Waheed Mirza was club captain at the time and his name still resonates around Karachi's club circuit, so influential was his leadership. You might remember him as one half of a first-class world-record opening stand. His problem was that he could only register one of the two as a player.
"I was asked whom I will pick. I said Younis. They asked why, that other guy was hitting so well, he scored a hundred. I said I liked one thing about this Younis. What? I liked the boy's reach. The other kid doesn't have it. So I picked him."

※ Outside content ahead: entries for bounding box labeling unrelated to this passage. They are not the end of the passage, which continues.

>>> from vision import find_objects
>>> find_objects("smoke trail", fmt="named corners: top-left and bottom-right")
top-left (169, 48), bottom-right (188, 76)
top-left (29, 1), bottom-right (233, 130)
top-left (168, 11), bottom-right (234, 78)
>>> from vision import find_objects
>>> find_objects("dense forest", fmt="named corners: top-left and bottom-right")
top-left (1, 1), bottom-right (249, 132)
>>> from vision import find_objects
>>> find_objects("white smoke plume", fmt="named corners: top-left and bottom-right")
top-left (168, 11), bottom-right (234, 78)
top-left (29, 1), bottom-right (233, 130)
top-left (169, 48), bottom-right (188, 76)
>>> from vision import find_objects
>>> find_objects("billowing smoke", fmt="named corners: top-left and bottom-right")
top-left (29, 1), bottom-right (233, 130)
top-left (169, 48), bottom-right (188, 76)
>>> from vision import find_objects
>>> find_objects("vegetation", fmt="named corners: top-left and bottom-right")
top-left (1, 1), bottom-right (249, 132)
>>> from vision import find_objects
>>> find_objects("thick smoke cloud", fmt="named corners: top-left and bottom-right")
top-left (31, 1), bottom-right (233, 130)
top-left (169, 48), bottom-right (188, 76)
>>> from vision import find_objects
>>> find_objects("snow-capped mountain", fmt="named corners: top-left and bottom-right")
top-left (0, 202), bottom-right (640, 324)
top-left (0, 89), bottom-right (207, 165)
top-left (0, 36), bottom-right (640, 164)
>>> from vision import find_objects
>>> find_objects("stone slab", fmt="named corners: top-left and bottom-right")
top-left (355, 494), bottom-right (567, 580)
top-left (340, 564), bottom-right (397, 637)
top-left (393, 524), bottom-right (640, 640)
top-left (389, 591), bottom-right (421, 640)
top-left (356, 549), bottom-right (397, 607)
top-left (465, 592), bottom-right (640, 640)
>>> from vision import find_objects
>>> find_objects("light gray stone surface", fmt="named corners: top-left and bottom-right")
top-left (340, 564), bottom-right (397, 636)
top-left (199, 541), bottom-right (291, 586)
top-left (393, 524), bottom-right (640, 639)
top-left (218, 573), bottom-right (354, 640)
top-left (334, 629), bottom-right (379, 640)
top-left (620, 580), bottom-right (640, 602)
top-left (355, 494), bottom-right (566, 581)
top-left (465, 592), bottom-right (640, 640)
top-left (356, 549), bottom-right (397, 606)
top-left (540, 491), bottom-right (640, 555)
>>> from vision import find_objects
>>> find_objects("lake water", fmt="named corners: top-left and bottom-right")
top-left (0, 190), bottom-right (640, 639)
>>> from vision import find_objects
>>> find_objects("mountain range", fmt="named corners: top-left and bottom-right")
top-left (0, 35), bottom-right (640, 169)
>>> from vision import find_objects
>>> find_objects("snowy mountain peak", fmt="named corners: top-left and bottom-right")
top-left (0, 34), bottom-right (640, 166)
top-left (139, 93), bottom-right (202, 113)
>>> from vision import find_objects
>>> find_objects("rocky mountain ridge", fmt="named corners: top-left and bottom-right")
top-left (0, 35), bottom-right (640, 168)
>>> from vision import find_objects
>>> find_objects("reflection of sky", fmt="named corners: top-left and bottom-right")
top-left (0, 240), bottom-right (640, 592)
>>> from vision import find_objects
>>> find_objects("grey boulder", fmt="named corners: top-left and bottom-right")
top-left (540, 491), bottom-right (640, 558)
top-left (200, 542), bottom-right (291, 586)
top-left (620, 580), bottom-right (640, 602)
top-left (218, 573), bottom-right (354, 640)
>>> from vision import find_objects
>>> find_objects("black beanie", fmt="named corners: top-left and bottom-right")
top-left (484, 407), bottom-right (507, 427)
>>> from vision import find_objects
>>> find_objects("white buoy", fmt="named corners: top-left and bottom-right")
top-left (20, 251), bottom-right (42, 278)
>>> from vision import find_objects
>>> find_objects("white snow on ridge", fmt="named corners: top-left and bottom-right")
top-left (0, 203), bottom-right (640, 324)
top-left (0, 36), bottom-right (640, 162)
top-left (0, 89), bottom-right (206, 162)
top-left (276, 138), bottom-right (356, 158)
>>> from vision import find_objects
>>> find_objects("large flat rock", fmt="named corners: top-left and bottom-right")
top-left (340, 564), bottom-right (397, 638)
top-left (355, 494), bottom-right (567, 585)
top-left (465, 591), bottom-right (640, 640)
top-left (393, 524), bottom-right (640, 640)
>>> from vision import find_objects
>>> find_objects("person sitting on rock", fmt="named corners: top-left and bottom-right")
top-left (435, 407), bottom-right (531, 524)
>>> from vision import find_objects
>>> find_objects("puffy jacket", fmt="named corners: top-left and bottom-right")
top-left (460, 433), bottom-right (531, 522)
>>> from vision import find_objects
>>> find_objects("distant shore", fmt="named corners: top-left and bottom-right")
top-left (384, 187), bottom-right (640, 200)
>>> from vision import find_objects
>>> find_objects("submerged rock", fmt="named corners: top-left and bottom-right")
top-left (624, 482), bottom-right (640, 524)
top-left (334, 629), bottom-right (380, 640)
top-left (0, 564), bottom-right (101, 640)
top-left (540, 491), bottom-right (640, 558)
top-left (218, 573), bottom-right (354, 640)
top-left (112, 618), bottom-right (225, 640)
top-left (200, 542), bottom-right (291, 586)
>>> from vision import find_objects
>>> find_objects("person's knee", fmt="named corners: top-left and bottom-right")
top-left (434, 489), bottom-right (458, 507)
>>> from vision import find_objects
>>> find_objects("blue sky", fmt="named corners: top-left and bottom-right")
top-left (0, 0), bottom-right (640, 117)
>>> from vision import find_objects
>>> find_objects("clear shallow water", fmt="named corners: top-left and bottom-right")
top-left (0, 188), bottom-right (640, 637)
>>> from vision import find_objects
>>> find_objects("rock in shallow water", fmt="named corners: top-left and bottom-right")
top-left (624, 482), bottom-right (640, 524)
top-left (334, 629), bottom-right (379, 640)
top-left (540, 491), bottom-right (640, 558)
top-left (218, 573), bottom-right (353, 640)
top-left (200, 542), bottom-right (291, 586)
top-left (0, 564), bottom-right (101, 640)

His reach. Come on this brief detour. This is an unexpected trait to have identified, at least to a non-technical eye. Cricket rarely scrutinises reach, though clearly it must be an essential part of a batsman's game. Until Mirza told me this, I had always struggled to place Younis' batting in technical terms. He is not a classicist, though neither is he unorthodox. He is not a cavalier stylist, though neither is he a dour accumulator. Often it has just been easier to talk about his batting in terms of personality - he has character, he is brave, and so on.
It is difficult to describe that idiosyncratic bodily strain that produces shots in unusual areas from an unusual combination of movements that leave him, ultimately, in unusual post-shot positions. Now it makes sense - Younis is shaped by his reach. It gives his batting that distinct elastic quality, stretching out into shapes it shouldn't, utilising a catapulting force. See those cover drives when, even though his front foot is not that close to the ball, he stretches those long arms and torso out to reach it. Against spinners he drives balls that are not even full, because he can reach out that far. It is actually more important - and noticeable - than his footwork.
The best effect of his reach is seen in the shot he picked up from watching his brother Ayub. There is no better player of the sweep in the modern game than Younis, and his reach is why there are few better players of spin. Google "Younis Khan sweep shot" and study the images. He does play it conventionally, where his upper body remains upright as he goes down on one knee. The images that really stand out though are those where his left leg is planted further out and upper body is bent forward so low that his left knee must be touching the chest. Already that is a yogic stretch. But the bend allows his arms to go even further so that he can sweep lengths and lines others simply cannot. It allows him to slog-sweep, to sweep straight, to sweep fine, to lap, to roll his wrists over, and to reverse. It is a shot, he told me in Abu Dhabi last year, he never practises specifically.
"If I have to play the sweep, I just play it. I trust my ability to play it. Sometimes if a fielder isn't there, if a game is being played with me, the ball is coming in and if the bowler thinks he can get me out sweeping, I will start playing it. I compel him.
"I don't [always] premeditate. I look at the body language of the bowler and I work out what might happen. Will he bowl slower, quicker? Sometimes, I can identify. Sometimes I have decided what balls to sweep, if I feel the bowler has relaxed a bit or he goes outside off stump."